Sure, but the existence of a market implies the existence of consumers with money to spend in that market.
In Ford's day, not paying your workers enough to be able to buy a cheap car meant not being able to sell cheap cars because the option to produce them in a low wage economy and sell them in a high wage economy didn't exist. Globalisation changed that, but it still only 'worked' by giving consumers in the 'rich' countries cheap credit to buy stuff with, bolstered by a load of fictitious capital created in various bubbles.
Now the 'rich' countries are running out of consumers who can still afford to buy anything and China and India are scrambling to create their own middle classes who can buy stuff instead.
And when were states able to exercise that sort of control? You make it sound like it was some sort of natural state of affairs until capitalism got out of control. It's wasn't. Thatcher and Reagan took us back to a pre-1930s regulatory framework, dismantling all of the protections put in place following the 1929 crash to prevent it happening again.
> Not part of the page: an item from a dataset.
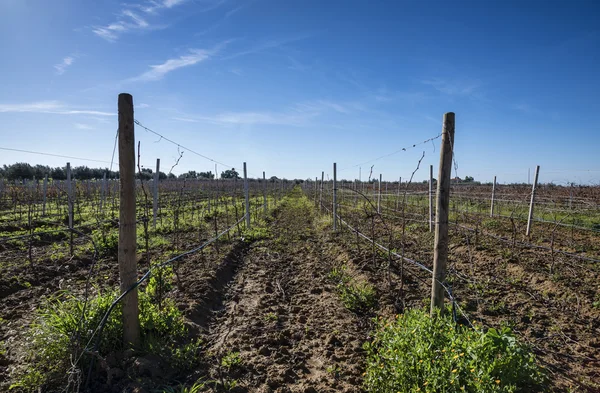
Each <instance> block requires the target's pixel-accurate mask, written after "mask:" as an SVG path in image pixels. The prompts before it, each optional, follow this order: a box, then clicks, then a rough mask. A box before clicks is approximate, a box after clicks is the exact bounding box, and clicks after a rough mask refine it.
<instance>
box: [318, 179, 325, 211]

Unionisation and collective bargaining rights were enshrined in law as part of the measures taken in the 1930s because it was recognised that the recession was partly caused by massive wealth imbalances that left workers unable to also act as consumers.
Where's onan? Has he decided to call it quits?
So Dawkins (possibly unknowingly) confirmed and added to what Kropotkin had said in Mutual Aid a hundred years previously.
It's a pity people forget that Kropotkin was a scientist as well as an anarchist.